Functional Form, Proxy Variables, and Measurement Error
This happens when we use the wrong functional relationship between our variables. For example, the true relationship is quadratic, but we only include a linear term.
True Model: wage = β0 + β1exper + β2exper2 + u
Our Model: wage = β0 + β1exper + u
It's a type of omitted variable bias! The term `exper`2 is now in the error term, and since `exper`2 is correlated with `exper`, our estimator for β1 will be biased and inconsistent.
How can we detect if our functional form is wrong? Ramsey's RESET (Regression Specification Error Test) is a general test for this.
Limitation: RESET tells you if your model might be wrong, but it doesn't tell you how to fix it.
This is a more difficult problem. What if a key variable is unobservable (like innate 'ability')? Leaving it out causes omitted variable bias.
A proxy variable is an observed variable that is related to the unobserved variable. We can't measure ability, but maybe we can measure `IQ`.
We "plug in" the proxy variable for the unobserved variable and run the regression. This can reduce or even eliminate the bias.
log(wage) = β0 + β1educ + β2exper + β3ability + u
↓
log(wage) = β0 + β1educ + β2exper + α3IQ + e
For the proxy variable solution to work (i.e., give consistent estimates), two key assumptions must hold:
The proxy (`IQ`) must have no partial effect on `y` once the unobserved variable (`ability`) and other x's are controlled for. In other words, the proxy only affects `y` through its relationship with the unobserved variable.

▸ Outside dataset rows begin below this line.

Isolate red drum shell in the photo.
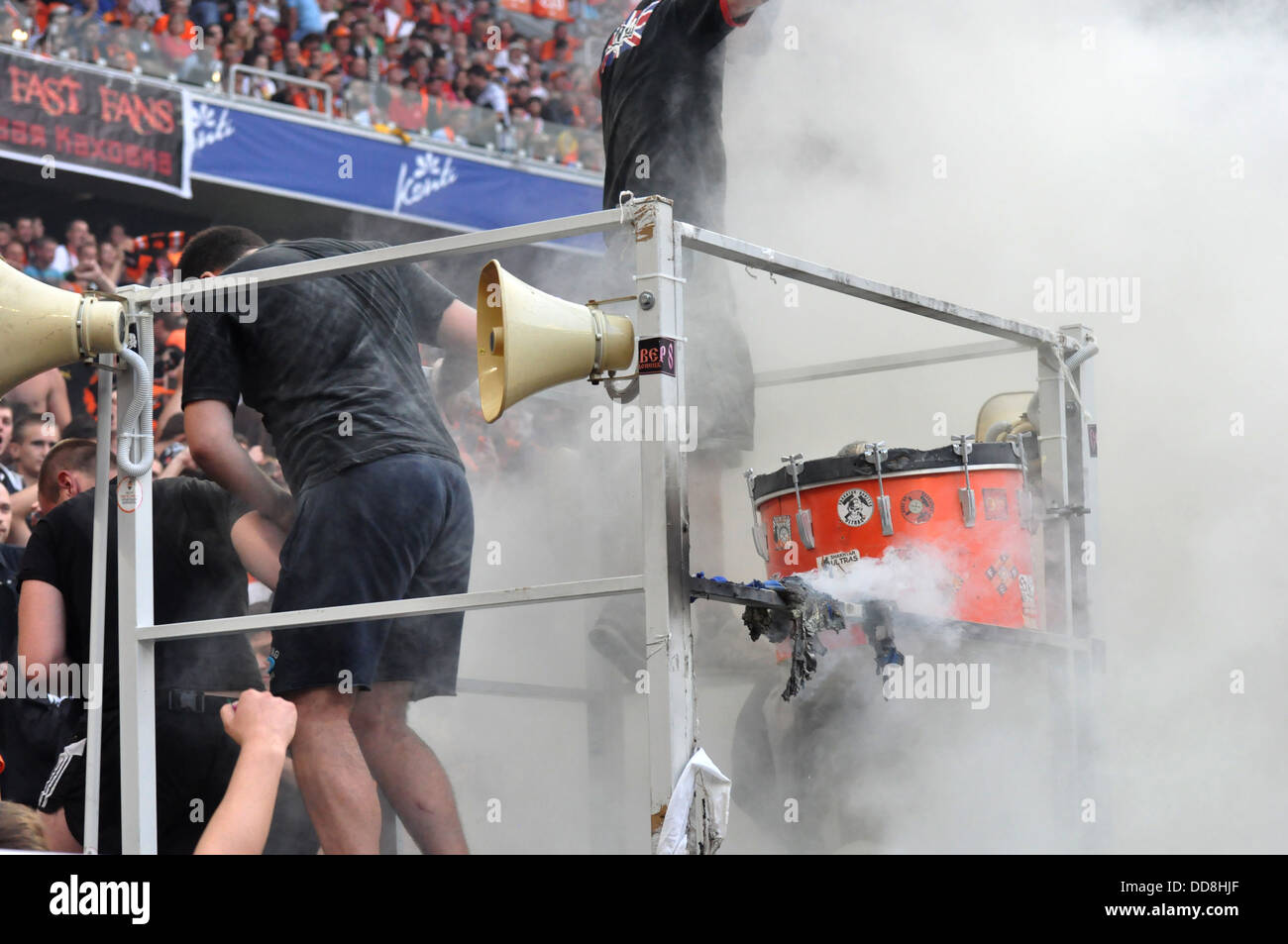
[756,464,1038,628]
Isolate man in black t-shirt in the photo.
[180,227,477,854]
[599,0,768,461]
[599,0,768,231]
[18,439,283,853]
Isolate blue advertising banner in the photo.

The error in the relationship between the proxy and the unobserved variable must be uncorrelated with the other x's. This means that once we control for the proxy, the other x's are not related to the unobserved variable.

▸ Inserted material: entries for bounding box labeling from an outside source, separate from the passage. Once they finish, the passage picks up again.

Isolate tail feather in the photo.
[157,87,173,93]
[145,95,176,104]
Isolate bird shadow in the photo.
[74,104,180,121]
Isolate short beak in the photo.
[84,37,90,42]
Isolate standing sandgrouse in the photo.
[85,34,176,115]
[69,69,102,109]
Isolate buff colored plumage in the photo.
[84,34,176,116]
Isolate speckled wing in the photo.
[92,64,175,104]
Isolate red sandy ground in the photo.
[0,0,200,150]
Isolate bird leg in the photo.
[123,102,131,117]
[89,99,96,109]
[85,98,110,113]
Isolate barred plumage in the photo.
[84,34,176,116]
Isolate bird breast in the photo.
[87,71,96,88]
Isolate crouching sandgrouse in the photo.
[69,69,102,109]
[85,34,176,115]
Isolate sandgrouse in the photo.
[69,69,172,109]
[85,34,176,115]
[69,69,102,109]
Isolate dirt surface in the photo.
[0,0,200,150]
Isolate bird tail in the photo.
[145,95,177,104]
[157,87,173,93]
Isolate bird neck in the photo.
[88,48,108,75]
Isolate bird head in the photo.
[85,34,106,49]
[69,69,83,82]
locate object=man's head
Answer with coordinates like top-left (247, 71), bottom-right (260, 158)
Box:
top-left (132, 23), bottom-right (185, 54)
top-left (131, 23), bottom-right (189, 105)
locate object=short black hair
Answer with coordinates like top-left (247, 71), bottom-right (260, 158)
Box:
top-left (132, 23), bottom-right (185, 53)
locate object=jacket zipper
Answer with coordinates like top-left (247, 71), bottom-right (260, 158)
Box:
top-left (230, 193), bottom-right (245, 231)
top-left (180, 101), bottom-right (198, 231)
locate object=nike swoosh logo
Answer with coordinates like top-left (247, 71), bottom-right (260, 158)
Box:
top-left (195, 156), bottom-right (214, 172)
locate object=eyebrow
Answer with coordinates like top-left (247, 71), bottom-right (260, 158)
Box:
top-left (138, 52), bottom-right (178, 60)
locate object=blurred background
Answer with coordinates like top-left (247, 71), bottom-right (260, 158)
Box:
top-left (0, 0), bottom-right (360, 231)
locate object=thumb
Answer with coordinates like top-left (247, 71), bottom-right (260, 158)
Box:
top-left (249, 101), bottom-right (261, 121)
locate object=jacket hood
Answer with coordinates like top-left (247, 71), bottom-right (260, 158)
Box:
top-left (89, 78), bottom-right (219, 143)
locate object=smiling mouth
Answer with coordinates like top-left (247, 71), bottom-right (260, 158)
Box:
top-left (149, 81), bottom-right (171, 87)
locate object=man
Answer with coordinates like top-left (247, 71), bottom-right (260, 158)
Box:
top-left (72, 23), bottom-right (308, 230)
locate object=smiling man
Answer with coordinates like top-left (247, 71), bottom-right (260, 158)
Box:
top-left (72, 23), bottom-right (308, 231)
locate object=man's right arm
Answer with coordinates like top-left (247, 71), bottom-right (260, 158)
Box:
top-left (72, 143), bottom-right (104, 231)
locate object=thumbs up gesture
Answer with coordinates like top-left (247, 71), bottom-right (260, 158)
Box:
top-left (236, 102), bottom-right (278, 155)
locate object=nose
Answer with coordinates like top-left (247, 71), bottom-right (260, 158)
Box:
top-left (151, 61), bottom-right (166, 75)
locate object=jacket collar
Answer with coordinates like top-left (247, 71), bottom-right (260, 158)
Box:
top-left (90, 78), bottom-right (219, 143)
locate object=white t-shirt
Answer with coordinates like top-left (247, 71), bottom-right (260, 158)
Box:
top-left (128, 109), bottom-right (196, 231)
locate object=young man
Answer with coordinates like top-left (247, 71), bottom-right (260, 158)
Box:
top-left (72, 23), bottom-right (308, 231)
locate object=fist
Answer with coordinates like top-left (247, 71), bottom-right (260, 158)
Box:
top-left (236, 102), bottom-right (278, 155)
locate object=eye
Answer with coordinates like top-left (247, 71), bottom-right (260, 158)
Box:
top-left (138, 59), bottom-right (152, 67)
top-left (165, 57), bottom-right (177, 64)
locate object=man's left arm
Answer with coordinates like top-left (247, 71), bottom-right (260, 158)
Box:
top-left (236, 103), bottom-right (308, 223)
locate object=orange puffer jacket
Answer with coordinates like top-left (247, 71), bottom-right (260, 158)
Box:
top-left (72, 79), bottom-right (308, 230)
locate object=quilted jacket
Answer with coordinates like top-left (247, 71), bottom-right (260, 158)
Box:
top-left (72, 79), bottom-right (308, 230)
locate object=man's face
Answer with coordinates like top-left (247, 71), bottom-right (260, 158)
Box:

E(ability | educ, exper, IQ) = E(ability | IQ)
This second assumption is the crucial and most difficult one to satisfy.
This happens when we observe a variable imprecisely. It is different from the proxy variable problem.
If the measurement error is uncorrelated with the x's, OLS is still unbiased and consistent. The only consequence is a larger error variance (less precise estimates).
This is much more serious. Under the Classical Errors-in-Variables (CEV) assumption, OLS is inconsistent and suffers from attenuation bias (the coefficient is biased toward zero).
You want to estimate the effect of education on savings. You have self-reported data on annual income, which you know is measured with error.
If the true effect of income on savings is positive, what will happen to your estimate of the effect of education if income and education are positively correlated?
This is tricky! The measurement error in income causes its own coefficient to be biased toward zero (attenuation bias). But because income is measured with error, it is now correlated with the error term. Since income is also correlated with education, this will cause the coefficient on education to be biased as well. The direction of the bias is hard to determine without more information, but it will not be unbiased.
If data are "missing completely at random," using only observations with complete data is fine. If the missingness is related to the x's or y, we can have a nonrandom sample problem, which can lead to bias.
Some observations can have a disproportionately large effect on the OLS estimates, especially in small samples. It's good practice to check if your results are sensitive to one or two "weird" data points.
LAD is an alternative to OLS that is less sensitive to outliers because it minimizes the sum of absolute residuals, not squared residuals. It estimates the conditional median rather than the conditional mean.
This chapter covered some of the most serious problems in regression that cause our estimators to be biased and inconsistent, along with some potential solutions.